Management des risques d'entreprise : COSO se refait une beauté



Avec son nouveau look « revampé », COSO 2017 se fait une nouvelle beauté et se recentre davantage sur les objectifs d’affaires spécifiques à l’organisation en analysant davantage l’impact des risques sur les performances.

Les technologies y tiennent une place prépondérante et les cyber-risques font enfin leur entrée officielle au plus haut niveau de gouvernance de l’entreprise. Les relations entre les référentiels d’audit interne et de gestion intégrée des risques sont clarifiées. Enfin, cette nouvelle mise à jour prend acte de l’impact de la mondialisation et permet de moduler l’approche selon les risques propres à chaque zone géographique. COSO 2017 élargit le reporting en demandant davantage de transparence et d’analyses pour étayer les prises de décisions, et force à tirer davantage partie des retours d’expériences sur les incidents récents.

On devine ainsi le « vécu » derrière cette nouvelle version de COSO : ces entreprises qui d’année en année reviennent avec les mêmes contrôles défaillants sans qu’aucune remédiation n’est été apportée. On devine aussi l’impact que les cyber-incidents tels que ceux d’Équifax ont pu avoir. Et finalement, on reconnaît qu’il faut adresser les risques technologiques au même niveau que les risques d’affaires. C’est donc un COSO 2017 axé sur la préservation de la valeur de l’entreprise qui a fait son entrée en 2017. Un référentiel qui réaffirme encore davantage la nécessité d’une gouvernance intégrée des risques au plus haut niveau de l’organisation avec davantage d’obligations de moyens et de résultats.

Rappelons brièvement les 5 principes de COSO :


1. Gouvernance et culture

La culture et les valeurs éthiques jouent un rôle prépondérant dans l'appréhension de la gestion des risques de l'entreprise.

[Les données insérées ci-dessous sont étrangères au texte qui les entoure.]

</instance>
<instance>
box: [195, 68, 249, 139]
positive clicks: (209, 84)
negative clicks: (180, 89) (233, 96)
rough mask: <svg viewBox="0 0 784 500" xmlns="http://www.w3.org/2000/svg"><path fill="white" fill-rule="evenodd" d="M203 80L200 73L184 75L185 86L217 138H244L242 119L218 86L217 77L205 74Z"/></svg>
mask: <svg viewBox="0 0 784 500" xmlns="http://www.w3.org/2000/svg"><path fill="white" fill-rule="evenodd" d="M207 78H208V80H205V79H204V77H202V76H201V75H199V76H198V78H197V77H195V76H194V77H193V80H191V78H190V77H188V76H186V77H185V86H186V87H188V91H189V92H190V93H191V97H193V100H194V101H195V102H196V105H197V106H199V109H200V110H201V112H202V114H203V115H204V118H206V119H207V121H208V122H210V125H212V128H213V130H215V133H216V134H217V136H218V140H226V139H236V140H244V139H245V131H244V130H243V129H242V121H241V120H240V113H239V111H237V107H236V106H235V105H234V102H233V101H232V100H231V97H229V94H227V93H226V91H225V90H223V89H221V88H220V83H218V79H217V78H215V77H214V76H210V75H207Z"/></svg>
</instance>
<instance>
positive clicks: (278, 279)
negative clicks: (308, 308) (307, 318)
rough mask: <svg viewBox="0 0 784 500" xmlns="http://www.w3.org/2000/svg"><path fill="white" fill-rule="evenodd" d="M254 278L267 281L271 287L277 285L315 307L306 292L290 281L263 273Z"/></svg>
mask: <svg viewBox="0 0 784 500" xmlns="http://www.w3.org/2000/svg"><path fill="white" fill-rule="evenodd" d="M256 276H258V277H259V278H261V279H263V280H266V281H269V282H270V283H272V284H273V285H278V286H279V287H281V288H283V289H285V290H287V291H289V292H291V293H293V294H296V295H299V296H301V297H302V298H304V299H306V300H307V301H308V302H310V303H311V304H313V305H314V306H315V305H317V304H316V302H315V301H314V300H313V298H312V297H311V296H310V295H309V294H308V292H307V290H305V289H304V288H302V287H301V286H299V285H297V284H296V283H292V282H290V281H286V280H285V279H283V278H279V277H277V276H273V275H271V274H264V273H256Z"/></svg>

2. Stratégie et définition des objectifs

La stratégie de gestion des risques permet de définir les différents critères de risques, les seuils d'impact et de potentialité et donc l’appétence au risque de l'entreprise. Cette appétence au risque est intimement liée au plan d'affaires de l'organisation. Elle doit couvrir aussi bien les risques financiers, non financiers, internes, externes, opérationnels, d'image, humains etc...Elle doit décrire la démarche d'identification, d'évaluation et de traitement des risques.

3. Performance

Les risques critiques pour l'organisation sont identifiés et communiqués pour traitement aux parties prenantes. Il ne s'agit donc pas forcément de traiter tous les risques mais de traiter ceux qui sont critiques pour l'organisation, au sens de la grille d’appétence au risque.

4. Revue et amendement

Au fil du temps, des expériences, de l'évolution du marché et des changements internes la stratégie de gestion des risques peut être révisée et actualisée pour rester aligner sur la valeur de l'entreprise.

5. Information, communication et reporting

Un process permanent de contrôle, d'obtention et de partage des informations relatives au risque doit être mis en place pour assurer un traitement en temps adéquat par les parties prenantes.